季听眯了眯眼眸,半晌轻哼一声,倾身上前将他的书拿了过来,再随意丢到一旁:“自己看书能有什么意思,不如做些别的事。”
“殿下想做什么?”申屠川问。
季听想了想:“你给本宫舞个剑,本宫想看了。”
申屠川默默看着她。
季听咳了一声:“不愿意就罢了,”说完又忍不住嘀咕一句,“脾气真是愈发大了,不知道的还以为你是长公主呢。”
申屠川眼底闪过一丝笑意:“若是殿下真心想看,我自是愿意,只怕殿下只拿这个当作消遣我的法子,故意拿我当猴看。”
季听撇了撇嘴:“你同猴子长得又不相同,本宫如何能拿你当猴看?”
“那殿下敢说自己是真心想看吗?”申屠川问。
季听静了静,不悦的扫了他一眼:“不过是让你舞个剑,你倒是有诸多话要说,罢了,本宫不看了。”
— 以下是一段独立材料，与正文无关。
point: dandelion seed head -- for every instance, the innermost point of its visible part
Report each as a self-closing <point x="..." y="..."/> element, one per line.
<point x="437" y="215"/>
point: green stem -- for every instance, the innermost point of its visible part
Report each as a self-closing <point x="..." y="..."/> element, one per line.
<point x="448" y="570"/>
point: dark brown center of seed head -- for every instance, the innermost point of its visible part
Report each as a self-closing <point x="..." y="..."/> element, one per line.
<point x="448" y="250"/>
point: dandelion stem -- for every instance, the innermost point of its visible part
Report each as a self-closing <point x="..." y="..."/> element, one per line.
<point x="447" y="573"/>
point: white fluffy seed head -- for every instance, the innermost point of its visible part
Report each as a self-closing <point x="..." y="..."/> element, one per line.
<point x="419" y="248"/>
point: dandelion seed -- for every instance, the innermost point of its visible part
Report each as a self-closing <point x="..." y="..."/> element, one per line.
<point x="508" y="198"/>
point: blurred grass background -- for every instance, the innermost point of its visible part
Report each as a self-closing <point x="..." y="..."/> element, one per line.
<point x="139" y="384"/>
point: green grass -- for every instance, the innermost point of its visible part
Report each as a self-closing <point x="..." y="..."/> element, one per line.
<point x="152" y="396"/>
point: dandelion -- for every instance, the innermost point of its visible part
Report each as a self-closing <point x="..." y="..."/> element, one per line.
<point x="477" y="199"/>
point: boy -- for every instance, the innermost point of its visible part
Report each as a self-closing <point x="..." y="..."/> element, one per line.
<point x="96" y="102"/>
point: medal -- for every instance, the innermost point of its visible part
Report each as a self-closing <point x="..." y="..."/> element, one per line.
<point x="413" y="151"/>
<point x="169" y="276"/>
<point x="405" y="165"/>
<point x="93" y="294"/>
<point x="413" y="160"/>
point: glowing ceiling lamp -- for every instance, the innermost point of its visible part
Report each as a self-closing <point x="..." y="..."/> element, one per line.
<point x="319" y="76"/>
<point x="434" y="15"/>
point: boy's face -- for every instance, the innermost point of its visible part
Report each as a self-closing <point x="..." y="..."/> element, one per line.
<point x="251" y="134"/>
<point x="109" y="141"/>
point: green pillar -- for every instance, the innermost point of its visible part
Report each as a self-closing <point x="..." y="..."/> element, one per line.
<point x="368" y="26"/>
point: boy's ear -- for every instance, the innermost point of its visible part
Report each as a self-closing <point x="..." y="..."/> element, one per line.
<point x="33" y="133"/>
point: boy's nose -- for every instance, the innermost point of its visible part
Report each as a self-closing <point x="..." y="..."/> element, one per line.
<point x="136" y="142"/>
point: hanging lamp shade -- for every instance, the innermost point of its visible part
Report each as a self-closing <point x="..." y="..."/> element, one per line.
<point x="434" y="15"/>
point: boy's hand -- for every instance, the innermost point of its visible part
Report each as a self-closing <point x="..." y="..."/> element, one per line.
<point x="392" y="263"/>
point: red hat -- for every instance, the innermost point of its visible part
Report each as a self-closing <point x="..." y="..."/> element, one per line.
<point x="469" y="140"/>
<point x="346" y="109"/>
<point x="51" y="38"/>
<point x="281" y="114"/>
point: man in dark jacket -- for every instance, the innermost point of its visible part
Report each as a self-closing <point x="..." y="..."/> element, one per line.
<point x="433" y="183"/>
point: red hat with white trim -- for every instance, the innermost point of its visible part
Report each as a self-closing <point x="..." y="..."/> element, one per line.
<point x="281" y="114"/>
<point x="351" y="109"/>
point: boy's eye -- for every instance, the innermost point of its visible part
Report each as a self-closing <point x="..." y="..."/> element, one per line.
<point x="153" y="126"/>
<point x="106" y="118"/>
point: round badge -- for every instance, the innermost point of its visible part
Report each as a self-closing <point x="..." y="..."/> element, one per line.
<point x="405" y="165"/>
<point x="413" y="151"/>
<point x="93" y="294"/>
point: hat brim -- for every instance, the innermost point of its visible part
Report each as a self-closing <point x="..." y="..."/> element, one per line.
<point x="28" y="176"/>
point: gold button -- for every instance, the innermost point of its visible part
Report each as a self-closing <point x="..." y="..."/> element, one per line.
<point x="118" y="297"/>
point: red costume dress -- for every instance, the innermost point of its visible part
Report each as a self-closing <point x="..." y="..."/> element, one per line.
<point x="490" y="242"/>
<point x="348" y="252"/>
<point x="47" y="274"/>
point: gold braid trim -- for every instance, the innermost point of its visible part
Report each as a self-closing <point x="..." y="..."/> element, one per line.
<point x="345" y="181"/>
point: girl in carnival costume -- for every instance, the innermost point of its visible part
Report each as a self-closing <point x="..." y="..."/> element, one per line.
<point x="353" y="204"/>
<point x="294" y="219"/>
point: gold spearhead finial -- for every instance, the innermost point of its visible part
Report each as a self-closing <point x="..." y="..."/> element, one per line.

说罢,她的视线落到被丢在一旁的书上,又生出了新的主意,顿时散漫的靠着枕头,不紧不慢道:“既然你想读书,那本宫也不好阻拦,你去本宫衣柜里将那个红木盒子取出来,那里头有几本话本,你来读给本宫听好了。”
民间话本往往写得粗糙,像他这种大才子,恐怕光是看一眼都觉得难受,更别说亲自读了。
“是。”
申屠川这次没有再多话,应了一声后便过去取了,从衣柜找出盒子后看向季听,只见她慵懒的半阖着眼睛,一捋青丝偷偷从发髻中跑出来,随意的落在鬓边,因为是半躺着,她的衣衫有些微皱,略微散开的衣领处是大片雪白的肌肤,而那些被衣裳遮住的地方,又是山峦起伏曲线婀娜,无一处不美,无一处不诱。
“傻站着做什么,还不快过来。”季听迟迟没等到他,结果一看他站在柜子门口不动,顿时有些不悦了。
申屠川垂下眼眸,平静的打开盒子:“殿下想看哪一本?”
“随便拿一本好了。”季听敷衍。
申屠川闻言便乖顺的随手拿一本,重新回到季听身旁坐下,当着她的面翻开书后,久久没有言语。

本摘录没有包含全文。